General election: poll suggests Tory lead narrows as campaign enters last day – live news


Neale Hanvey, the candidate sacked by the Scottish National party over antisemitic social media posts, will still be announced as the SNP MP for Kirkcaldy and Cowdenbeath if he wins on Thursday.

Hanvey has continued campaigning to win, using the SNP’s yellow colour and typefaces, despite being officially dropped by the party after he admitting two weeks ago to two antisemitic posts, one using material from the Kremlin-funded Sputnik website.

Fife council has said because Hanvey was dropped after nominations closed, he will be described as the SNP’s candidate when the results are declared.

That raises the stakes for the SNP, since Nicola Sturgeon has been highly critical of Labour’s failure to tackle its antisemitism crisis. Hanvey’s party membership was suspended when he was dropped as its candidate; it still needs to put him through a full disciplinary hearing or allow him to rejoin the party. He wants to be readmitted.

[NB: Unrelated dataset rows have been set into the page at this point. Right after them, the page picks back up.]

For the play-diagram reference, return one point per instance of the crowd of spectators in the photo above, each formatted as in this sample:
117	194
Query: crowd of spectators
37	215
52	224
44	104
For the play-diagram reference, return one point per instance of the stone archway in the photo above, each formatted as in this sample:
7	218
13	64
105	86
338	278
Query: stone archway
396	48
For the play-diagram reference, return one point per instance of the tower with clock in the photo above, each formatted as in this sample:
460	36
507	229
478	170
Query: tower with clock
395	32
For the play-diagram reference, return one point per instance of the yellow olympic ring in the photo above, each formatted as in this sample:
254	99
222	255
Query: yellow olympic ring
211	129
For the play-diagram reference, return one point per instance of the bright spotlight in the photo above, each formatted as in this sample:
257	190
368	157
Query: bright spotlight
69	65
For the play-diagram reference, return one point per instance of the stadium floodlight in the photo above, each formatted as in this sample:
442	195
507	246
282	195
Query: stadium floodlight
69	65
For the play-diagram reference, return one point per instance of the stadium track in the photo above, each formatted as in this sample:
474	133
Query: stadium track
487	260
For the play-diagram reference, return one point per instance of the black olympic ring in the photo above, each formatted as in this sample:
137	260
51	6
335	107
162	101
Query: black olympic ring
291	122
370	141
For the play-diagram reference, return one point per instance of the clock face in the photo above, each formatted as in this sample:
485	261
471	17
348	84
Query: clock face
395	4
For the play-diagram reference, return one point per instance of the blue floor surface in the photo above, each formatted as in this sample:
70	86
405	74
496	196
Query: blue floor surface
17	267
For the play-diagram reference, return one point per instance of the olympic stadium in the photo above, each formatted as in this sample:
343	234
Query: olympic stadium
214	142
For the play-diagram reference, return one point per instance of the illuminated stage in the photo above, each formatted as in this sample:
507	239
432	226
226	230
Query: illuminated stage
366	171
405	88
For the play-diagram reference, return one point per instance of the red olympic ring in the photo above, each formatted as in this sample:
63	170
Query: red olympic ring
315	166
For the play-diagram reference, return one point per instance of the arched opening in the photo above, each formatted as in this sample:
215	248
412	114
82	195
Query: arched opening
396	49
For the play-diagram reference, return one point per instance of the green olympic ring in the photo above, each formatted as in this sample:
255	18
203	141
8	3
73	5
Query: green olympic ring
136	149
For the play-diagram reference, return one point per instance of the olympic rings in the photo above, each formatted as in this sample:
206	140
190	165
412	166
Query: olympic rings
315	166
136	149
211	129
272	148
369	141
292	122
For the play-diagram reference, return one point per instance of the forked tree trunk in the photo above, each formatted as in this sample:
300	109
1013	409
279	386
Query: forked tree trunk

Fife council has also said the SNP has not officially told its returning officer Hanvey has been dropped. The council said on Tuesday morning it has only had an email from Hanvey’s SNP election agent, David Barratt, simply saying he was no longer in that post.

The SNP disputed that. “Fife council was informed on 29 November,” a spokesman said. “We would expect the returning officer to be fully aware that political parties have no ability under electoral law to withdraw a candidate after the close of nominations.”

Although Hanvey has been publicly disavowed by the SNP and Nicola Sturgeon, Scottish Labour officials still believe he could beat the Labour incumbent Lesley Laird, who regained the seat for Labour by a very narrow 259-vote margin in 2017.

They say SNP activists have ignored an instruction from Sturgeon to stop campaigning for Hanvey. His Facebook page still carries SNP videos and his leaflets reproduce the ballot paper which shows his name beside the SNP logo.

Labour officials believe the SNP has deliberately taken a soft-touch approach to avoid alienating activists. “They could be so much more robust than they have been,” said one. After the Labour candidate in Falkirk was sacked for antisemitism, every Labour members was stood down. “You won’t find anyone campaigning for that candidate,” he said.